Cancer Truth Note: #253
Cognitive dysfunction can show up as forgetting a name, where in the past you had great recall for names and faces. Or it may show up as difficulty doing something you are skilled at, where you find yourself questioning, “why is this challenging me?”
I used to be fantastic at remembering names and faces. Now not so much. Some nights I can watch Jeopardy and the answers just pop into my head other nights I’m like “It’s the place with the thing in France.” It is frustrating and for the most part it is manageable.
During chemo and for about a year after while I was taking hormone therapy, I struggled to knit. Now I am fairly adept at knitting. Knitting also is meditative for me. If I knit for an hour or so every evening my blood pressure is lower. For that year, that was not the case. I could not follow the simplest pattern. No wonder why we get depressed while dealing with cancer and the long term side effects.
Brains are funny things. Before the pandemic, I belonged to a local networking group. I had been in the group for a while. At our last in person meeting before going to zoom I referred to another member by the wrong name. It was to a friend that was visiting and I caught myself right away and said that’s wrong his name is… Weird I think I may have made that mistake before. Three months into the pandemic, I was out walking my dogs and it hit me, out of the blue, why I kept making that mistake. Eighteen years prior I had worked with his brother.

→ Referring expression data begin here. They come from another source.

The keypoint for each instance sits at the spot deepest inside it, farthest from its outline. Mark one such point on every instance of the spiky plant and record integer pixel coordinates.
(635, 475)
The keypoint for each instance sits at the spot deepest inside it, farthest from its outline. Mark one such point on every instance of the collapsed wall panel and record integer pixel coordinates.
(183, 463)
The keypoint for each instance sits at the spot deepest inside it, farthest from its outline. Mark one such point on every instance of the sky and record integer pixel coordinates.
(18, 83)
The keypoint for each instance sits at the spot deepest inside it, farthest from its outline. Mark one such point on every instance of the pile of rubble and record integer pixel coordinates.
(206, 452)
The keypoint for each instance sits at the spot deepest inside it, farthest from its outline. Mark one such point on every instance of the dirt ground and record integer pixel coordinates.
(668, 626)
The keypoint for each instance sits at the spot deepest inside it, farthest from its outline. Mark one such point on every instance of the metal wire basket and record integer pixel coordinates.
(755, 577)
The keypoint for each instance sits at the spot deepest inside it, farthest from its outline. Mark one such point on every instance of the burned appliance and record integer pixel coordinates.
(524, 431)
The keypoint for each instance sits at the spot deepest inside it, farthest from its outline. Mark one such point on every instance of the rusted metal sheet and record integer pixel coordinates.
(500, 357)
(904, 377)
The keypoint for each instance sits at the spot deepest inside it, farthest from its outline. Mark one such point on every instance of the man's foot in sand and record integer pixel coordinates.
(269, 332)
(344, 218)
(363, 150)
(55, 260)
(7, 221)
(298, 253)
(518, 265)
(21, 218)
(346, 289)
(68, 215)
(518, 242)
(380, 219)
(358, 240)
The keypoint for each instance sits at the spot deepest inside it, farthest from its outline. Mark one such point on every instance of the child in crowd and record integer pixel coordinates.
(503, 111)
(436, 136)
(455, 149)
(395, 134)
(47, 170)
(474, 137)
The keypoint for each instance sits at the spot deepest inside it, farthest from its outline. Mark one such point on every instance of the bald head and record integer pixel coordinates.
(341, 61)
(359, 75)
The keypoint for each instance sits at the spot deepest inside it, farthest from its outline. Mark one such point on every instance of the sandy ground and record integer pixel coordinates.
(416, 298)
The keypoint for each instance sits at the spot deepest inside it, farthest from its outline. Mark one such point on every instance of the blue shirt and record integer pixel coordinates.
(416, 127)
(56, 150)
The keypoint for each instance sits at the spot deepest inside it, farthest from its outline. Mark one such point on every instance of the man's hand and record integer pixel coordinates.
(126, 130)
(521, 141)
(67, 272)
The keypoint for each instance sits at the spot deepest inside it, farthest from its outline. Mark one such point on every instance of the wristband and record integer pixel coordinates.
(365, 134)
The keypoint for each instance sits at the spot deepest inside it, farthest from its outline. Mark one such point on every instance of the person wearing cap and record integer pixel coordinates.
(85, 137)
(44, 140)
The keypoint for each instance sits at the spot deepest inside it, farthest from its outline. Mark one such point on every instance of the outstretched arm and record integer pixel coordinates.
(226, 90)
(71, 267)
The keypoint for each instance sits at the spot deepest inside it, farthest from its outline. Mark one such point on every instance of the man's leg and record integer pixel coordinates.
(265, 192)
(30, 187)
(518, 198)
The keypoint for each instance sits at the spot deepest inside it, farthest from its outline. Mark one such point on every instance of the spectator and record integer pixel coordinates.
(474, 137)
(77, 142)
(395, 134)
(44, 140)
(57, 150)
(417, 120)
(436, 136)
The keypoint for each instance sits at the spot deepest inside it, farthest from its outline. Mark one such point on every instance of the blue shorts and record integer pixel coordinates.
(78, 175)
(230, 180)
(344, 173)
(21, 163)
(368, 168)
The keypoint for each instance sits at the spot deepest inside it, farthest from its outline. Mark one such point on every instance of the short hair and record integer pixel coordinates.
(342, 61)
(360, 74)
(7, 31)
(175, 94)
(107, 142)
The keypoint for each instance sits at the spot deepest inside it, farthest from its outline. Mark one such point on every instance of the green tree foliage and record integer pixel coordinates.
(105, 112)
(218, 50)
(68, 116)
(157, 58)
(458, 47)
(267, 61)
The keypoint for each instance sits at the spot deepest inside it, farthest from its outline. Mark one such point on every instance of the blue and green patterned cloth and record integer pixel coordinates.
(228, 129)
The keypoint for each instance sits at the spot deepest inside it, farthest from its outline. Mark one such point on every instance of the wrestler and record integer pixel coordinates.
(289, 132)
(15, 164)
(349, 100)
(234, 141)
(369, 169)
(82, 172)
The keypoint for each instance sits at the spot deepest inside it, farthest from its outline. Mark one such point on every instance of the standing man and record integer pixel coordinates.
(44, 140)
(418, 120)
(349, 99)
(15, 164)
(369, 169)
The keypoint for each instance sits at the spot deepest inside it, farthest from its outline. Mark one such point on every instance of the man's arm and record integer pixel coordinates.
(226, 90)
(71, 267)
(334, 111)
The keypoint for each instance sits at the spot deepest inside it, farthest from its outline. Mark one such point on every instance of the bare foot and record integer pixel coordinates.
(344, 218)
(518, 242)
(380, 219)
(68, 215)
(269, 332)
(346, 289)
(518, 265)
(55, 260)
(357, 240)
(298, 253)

I had never made the connection. But my chemo affected brain had the long term memory of the name of his brother. So when I was having trouble recalling names it was filling in familiar things.
I am not sure that I will get my name recall skills back to the level they were before cancer. However, I will say my ability to knit has returned. It’s a trade off I guess.
Did you have a task or activity that you excelled at before treatment that took a hit? Has it improved or did you find ways to manage it?